IMHO it depends, C/C++ work very nicely with immediate mode UI frameworks, for example nuklear [1], imgui [2]. Though retained mode C/C++ UI frameworks are also quite popular, for example Qt, wxWidgets, GTK.
Ummm... I wrote plenty of GUI code in C and so did lots of other people back in the late '80s and early '90s. Quite common. I don't know what it would mean for it to have been "designed to create" GUIs; it's a general-purpose language.
There's Carbon as well, which was replaced by Cocoa. And as of 4 years ago (and I suspect today as well) there are still some things which you could only do in the Carbon's C APIs, so lots of CoreFoundation types which you can bridge directly from their objective C equivalents. Pretty neat stuff how well the backwards compatibility works.

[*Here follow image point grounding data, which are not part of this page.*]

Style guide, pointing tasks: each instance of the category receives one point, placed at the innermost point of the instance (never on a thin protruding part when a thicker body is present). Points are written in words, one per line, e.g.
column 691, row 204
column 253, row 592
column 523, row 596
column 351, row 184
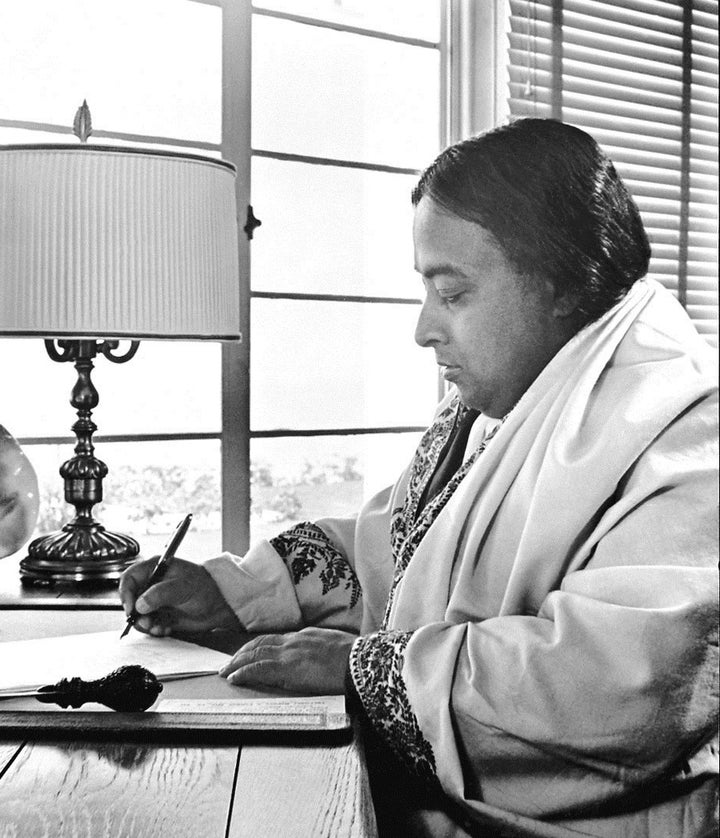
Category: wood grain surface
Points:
column 302, row 793
column 114, row 790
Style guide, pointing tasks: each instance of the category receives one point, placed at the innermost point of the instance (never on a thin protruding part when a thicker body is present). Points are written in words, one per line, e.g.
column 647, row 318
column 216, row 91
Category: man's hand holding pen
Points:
column 169, row 595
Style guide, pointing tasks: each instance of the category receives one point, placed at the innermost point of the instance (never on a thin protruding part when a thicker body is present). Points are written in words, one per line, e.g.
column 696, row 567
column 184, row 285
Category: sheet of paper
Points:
column 33, row 663
column 316, row 711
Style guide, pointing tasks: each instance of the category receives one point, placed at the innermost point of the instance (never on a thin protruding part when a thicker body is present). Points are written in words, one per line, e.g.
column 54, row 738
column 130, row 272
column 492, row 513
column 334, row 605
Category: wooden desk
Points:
column 135, row 789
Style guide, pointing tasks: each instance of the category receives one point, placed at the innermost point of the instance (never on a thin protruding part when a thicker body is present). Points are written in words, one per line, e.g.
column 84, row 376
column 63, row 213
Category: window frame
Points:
column 467, row 104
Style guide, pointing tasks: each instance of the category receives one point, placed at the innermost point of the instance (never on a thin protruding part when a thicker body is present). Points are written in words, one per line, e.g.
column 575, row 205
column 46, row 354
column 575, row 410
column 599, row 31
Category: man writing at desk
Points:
column 526, row 620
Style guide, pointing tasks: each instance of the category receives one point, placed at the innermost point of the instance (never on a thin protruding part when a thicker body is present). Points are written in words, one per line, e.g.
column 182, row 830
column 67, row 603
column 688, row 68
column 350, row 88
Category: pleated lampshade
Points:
column 118, row 243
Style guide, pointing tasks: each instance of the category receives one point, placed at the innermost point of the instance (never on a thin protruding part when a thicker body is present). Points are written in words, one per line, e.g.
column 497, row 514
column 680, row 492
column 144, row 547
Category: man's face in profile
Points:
column 492, row 330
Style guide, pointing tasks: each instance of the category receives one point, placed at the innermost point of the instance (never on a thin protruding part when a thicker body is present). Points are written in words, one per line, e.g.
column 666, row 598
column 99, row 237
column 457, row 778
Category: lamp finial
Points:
column 82, row 124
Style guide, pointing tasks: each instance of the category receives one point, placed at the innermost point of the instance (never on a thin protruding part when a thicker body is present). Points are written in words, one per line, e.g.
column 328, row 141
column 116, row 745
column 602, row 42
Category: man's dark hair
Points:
column 554, row 203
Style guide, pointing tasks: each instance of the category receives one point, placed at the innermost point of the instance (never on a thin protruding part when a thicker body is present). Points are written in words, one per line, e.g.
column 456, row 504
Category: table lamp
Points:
column 97, row 245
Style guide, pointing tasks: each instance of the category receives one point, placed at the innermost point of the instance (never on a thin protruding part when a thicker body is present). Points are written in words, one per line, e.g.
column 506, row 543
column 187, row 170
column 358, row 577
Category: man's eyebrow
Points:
column 442, row 270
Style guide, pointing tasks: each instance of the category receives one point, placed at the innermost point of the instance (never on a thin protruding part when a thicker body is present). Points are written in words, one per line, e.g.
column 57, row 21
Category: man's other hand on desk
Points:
column 312, row 660
column 186, row 600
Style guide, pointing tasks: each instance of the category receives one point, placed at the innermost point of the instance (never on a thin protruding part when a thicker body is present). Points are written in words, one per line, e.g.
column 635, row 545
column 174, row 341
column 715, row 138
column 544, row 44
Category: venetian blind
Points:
column 642, row 78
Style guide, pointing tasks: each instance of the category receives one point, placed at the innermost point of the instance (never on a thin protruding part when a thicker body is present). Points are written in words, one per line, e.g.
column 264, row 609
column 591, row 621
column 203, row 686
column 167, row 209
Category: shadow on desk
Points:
column 87, row 784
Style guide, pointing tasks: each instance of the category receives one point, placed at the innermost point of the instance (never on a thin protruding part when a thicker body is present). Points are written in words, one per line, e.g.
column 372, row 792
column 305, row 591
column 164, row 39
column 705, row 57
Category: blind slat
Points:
column 624, row 74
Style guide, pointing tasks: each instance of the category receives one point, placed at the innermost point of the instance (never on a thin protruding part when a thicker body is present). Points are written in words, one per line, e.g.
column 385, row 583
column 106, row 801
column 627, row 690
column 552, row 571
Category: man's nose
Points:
column 428, row 331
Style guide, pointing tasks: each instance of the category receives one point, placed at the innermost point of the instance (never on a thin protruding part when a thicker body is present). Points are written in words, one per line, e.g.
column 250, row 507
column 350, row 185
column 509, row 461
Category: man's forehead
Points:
column 449, row 245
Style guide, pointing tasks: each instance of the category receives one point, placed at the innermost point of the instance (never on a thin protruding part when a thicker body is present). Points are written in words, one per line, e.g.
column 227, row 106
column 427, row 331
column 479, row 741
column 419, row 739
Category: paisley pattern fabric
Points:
column 376, row 664
column 308, row 553
column 376, row 661
column 406, row 530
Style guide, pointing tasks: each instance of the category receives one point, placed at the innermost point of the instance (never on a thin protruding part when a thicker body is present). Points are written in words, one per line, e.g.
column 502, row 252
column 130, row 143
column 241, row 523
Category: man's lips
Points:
column 449, row 371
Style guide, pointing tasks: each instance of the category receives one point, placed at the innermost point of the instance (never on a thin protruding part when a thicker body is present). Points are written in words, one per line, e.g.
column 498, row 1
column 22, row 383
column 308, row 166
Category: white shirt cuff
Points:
column 258, row 588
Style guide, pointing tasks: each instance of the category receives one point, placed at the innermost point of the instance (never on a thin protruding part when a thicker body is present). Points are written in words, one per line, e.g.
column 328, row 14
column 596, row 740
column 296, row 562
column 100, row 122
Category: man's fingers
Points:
column 161, row 595
column 132, row 582
column 263, row 649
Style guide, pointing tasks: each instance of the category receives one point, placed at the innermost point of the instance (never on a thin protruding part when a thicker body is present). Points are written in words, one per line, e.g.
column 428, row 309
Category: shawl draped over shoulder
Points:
column 540, row 640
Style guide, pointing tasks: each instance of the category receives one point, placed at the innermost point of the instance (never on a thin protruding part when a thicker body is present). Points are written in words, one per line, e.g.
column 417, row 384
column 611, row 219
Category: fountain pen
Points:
column 163, row 563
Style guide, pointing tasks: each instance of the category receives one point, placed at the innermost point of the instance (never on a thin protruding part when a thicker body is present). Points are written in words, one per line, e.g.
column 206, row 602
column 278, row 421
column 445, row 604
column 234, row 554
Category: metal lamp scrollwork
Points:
column 98, row 245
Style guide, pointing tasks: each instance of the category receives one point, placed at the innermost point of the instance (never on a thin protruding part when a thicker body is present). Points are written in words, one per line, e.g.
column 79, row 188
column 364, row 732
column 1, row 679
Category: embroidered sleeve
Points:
column 326, row 586
column 376, row 662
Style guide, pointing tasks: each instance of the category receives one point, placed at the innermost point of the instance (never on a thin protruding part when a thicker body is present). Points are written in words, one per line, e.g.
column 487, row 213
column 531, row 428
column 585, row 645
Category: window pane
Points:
column 332, row 230
column 334, row 94
column 167, row 387
column 303, row 479
column 329, row 365
column 149, row 488
column 144, row 66
column 412, row 18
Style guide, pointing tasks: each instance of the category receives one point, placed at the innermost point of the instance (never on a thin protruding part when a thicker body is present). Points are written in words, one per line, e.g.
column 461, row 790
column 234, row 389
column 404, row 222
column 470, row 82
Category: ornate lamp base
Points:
column 83, row 551
column 78, row 553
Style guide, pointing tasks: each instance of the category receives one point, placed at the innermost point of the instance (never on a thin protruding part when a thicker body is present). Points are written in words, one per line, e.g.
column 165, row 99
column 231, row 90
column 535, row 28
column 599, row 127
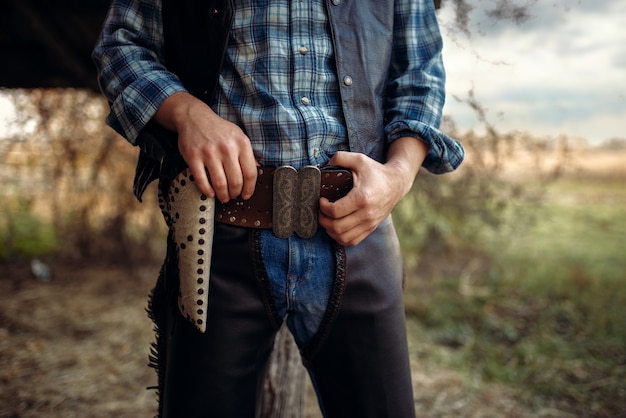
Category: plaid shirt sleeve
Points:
column 416, row 91
column 129, row 59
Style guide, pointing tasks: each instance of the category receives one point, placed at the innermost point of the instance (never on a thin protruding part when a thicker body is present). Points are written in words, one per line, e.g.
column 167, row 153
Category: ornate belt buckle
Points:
column 296, row 201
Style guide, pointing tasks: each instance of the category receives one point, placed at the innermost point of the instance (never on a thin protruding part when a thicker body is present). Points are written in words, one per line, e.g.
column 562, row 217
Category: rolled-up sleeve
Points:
column 129, row 58
column 416, row 87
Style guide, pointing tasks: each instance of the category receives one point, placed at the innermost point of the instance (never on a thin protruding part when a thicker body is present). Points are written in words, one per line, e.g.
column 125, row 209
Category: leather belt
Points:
column 286, row 200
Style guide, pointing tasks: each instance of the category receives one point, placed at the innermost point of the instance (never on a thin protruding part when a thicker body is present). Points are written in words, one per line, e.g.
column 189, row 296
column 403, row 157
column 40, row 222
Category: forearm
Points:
column 405, row 156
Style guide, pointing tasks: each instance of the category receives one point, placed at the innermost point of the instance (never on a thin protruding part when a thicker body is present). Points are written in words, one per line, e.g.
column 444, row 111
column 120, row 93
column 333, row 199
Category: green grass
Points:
column 546, row 312
column 23, row 234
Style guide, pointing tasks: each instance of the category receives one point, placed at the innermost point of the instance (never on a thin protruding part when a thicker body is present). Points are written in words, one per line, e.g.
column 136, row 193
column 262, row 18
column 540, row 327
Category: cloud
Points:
column 560, row 71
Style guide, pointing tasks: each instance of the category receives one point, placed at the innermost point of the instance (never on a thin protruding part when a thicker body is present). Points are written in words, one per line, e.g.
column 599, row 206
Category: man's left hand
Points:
column 377, row 189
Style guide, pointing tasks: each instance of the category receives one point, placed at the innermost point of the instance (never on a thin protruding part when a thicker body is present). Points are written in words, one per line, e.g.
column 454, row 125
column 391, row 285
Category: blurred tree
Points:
column 79, row 173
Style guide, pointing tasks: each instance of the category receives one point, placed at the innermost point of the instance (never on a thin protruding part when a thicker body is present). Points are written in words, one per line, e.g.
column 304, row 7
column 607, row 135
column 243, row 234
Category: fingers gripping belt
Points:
column 191, row 216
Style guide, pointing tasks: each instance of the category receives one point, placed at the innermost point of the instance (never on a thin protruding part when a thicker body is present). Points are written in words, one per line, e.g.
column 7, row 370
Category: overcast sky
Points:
column 561, row 71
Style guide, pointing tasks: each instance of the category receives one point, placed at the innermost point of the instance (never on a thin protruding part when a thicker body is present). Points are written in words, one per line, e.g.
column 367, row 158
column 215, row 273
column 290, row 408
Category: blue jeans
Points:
column 301, row 274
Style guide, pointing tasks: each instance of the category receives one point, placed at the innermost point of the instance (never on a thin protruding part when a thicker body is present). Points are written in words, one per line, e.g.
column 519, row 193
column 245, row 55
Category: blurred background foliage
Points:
column 515, row 265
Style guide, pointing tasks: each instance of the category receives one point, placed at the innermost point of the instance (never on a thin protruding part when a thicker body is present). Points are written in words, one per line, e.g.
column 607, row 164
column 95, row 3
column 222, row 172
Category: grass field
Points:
column 540, row 305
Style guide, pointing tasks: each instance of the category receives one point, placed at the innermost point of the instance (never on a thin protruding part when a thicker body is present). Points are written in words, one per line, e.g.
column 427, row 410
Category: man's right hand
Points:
column 217, row 151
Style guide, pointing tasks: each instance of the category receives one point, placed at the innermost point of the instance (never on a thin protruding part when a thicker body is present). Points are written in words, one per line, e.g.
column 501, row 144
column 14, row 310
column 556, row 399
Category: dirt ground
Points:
column 77, row 346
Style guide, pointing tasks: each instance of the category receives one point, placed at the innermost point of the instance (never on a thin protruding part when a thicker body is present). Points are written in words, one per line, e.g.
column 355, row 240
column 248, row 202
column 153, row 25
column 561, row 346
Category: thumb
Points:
column 345, row 159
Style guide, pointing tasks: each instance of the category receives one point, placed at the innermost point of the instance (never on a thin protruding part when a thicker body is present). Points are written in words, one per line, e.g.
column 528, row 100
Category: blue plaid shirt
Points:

I've even seen several games that use it directly for keyboard handling and such to this day. And all the new, fancy GUI frameworks which exist on Windows are basically just wrappers on top of WinAPI.
Unless something has changed drastically since when I was at MS, the Windows kernel and the major OS DLLs is pretty much pure C. The GUI/window manager are more C++.
Even Word and Excel were still C (although Office shared much C++ code in a common DLL)
"Going native" meant salvaging Vista's low performance by rewriting everything in C++ that was written in .NET -- .NET was the "wave" here, but it's also the culprit for Vista eating memory like cheap sushi.
Yet, the replacement of Win32 API model is with everything being written in the original design of .NET, with AOT native compilation and classes being COM objects.
What killed Vista was politics between OSDev and DevTools units.
I had a project once that required me to build a GUI in C using Motif. It was a joy to use. I recall there was a simple concept called RowColumn. All the GUI widgets were either in a Row or in a Column. It was highly orthogonal and allowed you to build good-looking UI's that acted in a reasonable way when resized, etc.